Lo que parecía casi imposible está a punto de convertirse en una realidad. De ser un país fervorosamente europeísta, estamos llegando a unos niveles de euroescepticismo que pueden llegar a competir con la propia Gran Bretaña.
Podríamos repasar los números para darnos cuenta de que no es un argumento retórico, pero creo que es más importante observarlo desde la perspectiva personal de una persona que, como es mi caso, he sido decidido partidario de un proyecto europeo común, con una participación activa y potente de España.
Digo que lo he sido porque en estos momentos (en realidad, hace ya algún tiempo) no veo que Europa sea el escenario democrático en el que se estudian y resuelven los problemas de los ciudadanos sino que, antes bien, se ha convertido, no ya en la Europa de los mercaderes, sino en el territorio de caza de una plutocracia financiera dispuesta a practicar la rapiña entre los ciudadanos europeos.
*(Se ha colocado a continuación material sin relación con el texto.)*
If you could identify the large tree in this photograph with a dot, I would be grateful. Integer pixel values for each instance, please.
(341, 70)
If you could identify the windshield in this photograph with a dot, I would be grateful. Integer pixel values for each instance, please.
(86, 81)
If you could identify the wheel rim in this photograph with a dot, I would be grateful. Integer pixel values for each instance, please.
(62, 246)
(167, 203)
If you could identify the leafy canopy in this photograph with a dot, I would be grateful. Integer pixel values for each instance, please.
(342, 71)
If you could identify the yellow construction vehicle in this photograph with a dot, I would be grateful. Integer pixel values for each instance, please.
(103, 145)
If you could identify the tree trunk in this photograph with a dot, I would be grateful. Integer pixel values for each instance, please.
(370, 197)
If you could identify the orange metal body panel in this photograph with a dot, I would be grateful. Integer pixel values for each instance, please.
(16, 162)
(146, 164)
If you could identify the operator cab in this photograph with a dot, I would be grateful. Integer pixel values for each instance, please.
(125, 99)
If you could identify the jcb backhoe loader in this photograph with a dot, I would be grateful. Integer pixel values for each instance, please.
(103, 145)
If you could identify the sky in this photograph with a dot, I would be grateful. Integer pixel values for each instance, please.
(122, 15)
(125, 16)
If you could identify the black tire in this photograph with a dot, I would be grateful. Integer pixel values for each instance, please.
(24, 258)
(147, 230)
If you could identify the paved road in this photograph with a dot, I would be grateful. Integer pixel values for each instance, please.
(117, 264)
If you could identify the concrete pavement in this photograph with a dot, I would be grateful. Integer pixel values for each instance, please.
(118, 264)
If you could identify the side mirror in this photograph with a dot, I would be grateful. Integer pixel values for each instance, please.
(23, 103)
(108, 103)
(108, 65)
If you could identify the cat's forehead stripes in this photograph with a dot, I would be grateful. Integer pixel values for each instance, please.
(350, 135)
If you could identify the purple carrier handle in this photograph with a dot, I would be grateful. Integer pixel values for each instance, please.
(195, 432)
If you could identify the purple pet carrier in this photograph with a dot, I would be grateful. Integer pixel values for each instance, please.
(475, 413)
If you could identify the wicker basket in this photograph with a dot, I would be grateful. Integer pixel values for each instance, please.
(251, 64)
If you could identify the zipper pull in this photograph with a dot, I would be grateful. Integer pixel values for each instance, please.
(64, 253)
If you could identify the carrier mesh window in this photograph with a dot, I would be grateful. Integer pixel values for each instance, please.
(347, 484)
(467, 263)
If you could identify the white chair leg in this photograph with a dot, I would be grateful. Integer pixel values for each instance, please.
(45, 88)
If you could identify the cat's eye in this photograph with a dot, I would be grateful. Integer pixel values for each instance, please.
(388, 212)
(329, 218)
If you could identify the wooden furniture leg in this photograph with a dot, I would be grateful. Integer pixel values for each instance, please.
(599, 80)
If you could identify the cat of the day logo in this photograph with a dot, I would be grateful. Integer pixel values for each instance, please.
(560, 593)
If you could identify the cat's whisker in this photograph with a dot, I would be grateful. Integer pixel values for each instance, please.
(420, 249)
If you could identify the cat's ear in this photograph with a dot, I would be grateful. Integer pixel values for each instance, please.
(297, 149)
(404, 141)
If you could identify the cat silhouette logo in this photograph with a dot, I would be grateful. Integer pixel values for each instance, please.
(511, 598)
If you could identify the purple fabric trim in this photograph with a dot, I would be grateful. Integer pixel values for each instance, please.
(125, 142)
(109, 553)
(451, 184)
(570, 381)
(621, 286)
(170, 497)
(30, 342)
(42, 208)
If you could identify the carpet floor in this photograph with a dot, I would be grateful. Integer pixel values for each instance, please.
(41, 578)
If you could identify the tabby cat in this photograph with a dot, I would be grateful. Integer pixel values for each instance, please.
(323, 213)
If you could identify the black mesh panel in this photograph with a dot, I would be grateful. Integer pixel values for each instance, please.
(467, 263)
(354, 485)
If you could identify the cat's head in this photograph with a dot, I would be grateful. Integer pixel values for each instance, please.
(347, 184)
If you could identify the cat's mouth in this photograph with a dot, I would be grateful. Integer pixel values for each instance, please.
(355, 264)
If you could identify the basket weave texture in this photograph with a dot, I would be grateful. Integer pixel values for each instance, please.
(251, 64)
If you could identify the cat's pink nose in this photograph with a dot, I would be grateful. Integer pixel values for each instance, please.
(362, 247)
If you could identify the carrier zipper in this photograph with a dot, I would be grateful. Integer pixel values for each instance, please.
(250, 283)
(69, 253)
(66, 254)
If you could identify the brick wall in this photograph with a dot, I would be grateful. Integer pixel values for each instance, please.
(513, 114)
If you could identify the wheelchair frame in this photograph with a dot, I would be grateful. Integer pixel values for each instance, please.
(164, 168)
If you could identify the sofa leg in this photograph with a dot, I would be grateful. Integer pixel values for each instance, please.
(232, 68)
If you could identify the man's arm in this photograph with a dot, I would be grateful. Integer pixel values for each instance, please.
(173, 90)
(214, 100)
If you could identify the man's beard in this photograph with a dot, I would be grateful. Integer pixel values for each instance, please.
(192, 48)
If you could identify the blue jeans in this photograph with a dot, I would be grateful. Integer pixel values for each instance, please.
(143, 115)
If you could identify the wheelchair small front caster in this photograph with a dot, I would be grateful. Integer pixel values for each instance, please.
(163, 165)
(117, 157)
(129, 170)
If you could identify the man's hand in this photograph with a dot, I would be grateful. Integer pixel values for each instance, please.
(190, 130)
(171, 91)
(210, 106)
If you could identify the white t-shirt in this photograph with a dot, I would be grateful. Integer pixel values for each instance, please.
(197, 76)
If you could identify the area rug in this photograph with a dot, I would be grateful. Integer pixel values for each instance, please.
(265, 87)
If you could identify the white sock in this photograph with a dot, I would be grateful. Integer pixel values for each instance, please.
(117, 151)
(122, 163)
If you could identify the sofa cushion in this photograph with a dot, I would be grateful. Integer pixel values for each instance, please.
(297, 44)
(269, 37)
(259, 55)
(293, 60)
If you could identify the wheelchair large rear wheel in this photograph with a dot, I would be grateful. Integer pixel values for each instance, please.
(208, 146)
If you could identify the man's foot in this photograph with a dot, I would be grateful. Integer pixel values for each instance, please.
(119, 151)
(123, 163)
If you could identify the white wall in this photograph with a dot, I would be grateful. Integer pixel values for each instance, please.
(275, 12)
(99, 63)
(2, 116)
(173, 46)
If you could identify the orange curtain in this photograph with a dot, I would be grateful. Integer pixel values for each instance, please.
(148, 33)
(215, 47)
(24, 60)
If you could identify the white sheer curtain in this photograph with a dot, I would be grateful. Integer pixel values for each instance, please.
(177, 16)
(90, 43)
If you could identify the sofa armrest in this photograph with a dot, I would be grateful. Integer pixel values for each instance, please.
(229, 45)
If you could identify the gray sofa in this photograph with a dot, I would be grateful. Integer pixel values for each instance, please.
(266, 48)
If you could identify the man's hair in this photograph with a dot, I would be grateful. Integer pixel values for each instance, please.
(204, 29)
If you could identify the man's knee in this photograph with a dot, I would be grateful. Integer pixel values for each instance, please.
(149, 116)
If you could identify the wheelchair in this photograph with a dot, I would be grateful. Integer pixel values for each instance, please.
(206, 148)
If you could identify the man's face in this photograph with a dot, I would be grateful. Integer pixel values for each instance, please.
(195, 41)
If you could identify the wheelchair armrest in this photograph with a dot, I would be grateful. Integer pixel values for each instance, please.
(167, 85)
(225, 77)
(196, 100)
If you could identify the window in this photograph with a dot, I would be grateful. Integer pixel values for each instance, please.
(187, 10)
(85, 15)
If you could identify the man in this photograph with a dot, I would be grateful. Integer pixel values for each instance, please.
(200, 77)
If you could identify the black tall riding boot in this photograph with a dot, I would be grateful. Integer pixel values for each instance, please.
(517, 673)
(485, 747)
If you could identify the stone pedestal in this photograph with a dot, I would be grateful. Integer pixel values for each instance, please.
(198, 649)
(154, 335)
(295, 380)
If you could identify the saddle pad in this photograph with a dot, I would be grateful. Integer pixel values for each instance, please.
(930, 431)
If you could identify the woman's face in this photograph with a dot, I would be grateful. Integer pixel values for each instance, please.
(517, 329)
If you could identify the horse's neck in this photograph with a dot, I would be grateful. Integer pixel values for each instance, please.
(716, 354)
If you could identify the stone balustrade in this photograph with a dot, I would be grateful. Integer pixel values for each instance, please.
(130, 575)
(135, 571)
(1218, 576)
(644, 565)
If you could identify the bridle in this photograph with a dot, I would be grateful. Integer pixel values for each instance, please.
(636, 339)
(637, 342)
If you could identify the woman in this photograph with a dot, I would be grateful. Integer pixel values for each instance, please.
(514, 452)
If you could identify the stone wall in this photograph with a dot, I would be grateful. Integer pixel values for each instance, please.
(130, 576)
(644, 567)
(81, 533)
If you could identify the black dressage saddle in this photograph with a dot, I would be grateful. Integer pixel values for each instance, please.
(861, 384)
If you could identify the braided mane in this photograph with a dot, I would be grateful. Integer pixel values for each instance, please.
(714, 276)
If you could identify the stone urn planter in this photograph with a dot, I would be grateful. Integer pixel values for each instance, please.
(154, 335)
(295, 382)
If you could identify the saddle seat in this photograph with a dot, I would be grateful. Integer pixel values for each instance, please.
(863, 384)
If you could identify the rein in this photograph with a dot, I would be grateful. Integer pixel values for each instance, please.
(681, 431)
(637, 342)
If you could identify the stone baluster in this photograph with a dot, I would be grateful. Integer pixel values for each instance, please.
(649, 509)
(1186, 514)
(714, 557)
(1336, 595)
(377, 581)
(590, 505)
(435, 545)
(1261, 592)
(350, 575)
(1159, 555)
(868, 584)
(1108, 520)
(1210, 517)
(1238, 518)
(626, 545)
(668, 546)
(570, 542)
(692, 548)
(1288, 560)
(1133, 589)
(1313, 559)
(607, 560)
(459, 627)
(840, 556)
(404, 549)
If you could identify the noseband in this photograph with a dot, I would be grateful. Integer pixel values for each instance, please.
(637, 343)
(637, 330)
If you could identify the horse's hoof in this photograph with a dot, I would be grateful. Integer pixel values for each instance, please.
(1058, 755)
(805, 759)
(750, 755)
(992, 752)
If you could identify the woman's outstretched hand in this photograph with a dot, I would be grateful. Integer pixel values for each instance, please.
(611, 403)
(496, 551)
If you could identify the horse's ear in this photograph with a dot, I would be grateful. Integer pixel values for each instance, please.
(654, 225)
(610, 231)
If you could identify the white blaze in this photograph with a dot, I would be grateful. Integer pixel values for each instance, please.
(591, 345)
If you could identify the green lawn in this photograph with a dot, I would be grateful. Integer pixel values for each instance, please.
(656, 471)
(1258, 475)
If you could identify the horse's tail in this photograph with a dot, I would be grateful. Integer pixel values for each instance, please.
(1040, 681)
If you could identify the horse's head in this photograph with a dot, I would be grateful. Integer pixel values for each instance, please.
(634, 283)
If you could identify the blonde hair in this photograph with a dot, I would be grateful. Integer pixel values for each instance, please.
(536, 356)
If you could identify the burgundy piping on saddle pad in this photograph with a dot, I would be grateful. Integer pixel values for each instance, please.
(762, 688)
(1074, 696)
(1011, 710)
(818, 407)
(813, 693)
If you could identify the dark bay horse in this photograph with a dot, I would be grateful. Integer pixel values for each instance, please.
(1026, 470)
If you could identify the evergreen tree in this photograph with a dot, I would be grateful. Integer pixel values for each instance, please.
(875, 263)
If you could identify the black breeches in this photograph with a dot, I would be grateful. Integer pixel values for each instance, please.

Viendo la evolución de estos años de crisis, con el uso masivo de recetas antisociales, que tienden a hacer recaer en las clases más débiles todos los costes necesarios para salvar los intereses de los especuladores financieros, se impone decir con claridad que, para aquéllas, la pertenencia hoy de sus estados (fundamentalmente los del sur) a la Unión Europea no supone ninguna esperanza de mejor futuro, sino más bien la promesa cierta de más pobreza, más servilismo y menos derechos.
Y es así por más que se quiera tachar de demagógico este tipo de discursos. No hay demagogia posible en la constatación de las cifras de desempleo, de descenso en el coste del factor trabajo, de aumento galopante de los índices de pobreza o de aumento de la brecha entre ricos y pobres. Y no hay tampoco demagogia en la comprobación de que estos “desequilibrios” son la consecuencia directa de la aplicación de unas políticas impuestas por las fuerzas dominantes en el esquema de la Unión.
Naturalmente, todo esto no aparece por generación espontánea. Detrás de todo ello hay un componente ideológico claro que viene dado por la hegemonía casi absoluta de posiciones neoconservadoras y neoliberales que son las utilizadas por los poderes financieros en su alocada carrera hacia una última fase del capitalismo que colapse el sistema.
No hay otra forma razonable de explicar las barbaridades y despropósitos que se han cometido en Europa durante los últimos cinco años. No hay otra forma de explicar las continuas negativas y dilaciones por parte de Alemania para conseguir que no sufrieran pérdidas sus entidades financieras. Unas entidades financieras que, por cierto, alimentaron desmesuradamente el flujo de capitales hacia los mercados del sur sin importarles ninguna burbuja y que, además, ni siquiera se han sometido a las pruebas de esfuerzo que han sido obligatorias para otros.
Vista ahora con la perspectiva del tiempo, es indudable que, para el ciudadano, la creación del euro fue, en realidad, el alumbramiento de un engendro financiero con pies de barro al servicio exclusivo de los especialistas en apuntes contables.
Es justo reconocer que la entrada de España en la Unión Europea y en la adopción de la moneda común supuso beneficios tangibles e intangibles. No cuesta nada reconocerlo. Pero eso no le ofrece a esa Unión y a esa moneda una patente de corso para desfigurar el proyecto común hasta hacerlo irreconocible e indeseable.
Es muy recurrente oír en estos tiempos aquello de que los problemas de Europa se solucionan con más Europa. Tal vez sea así. Pero lo que es seguro es que la solución no llegará con más políticas de esta Europa.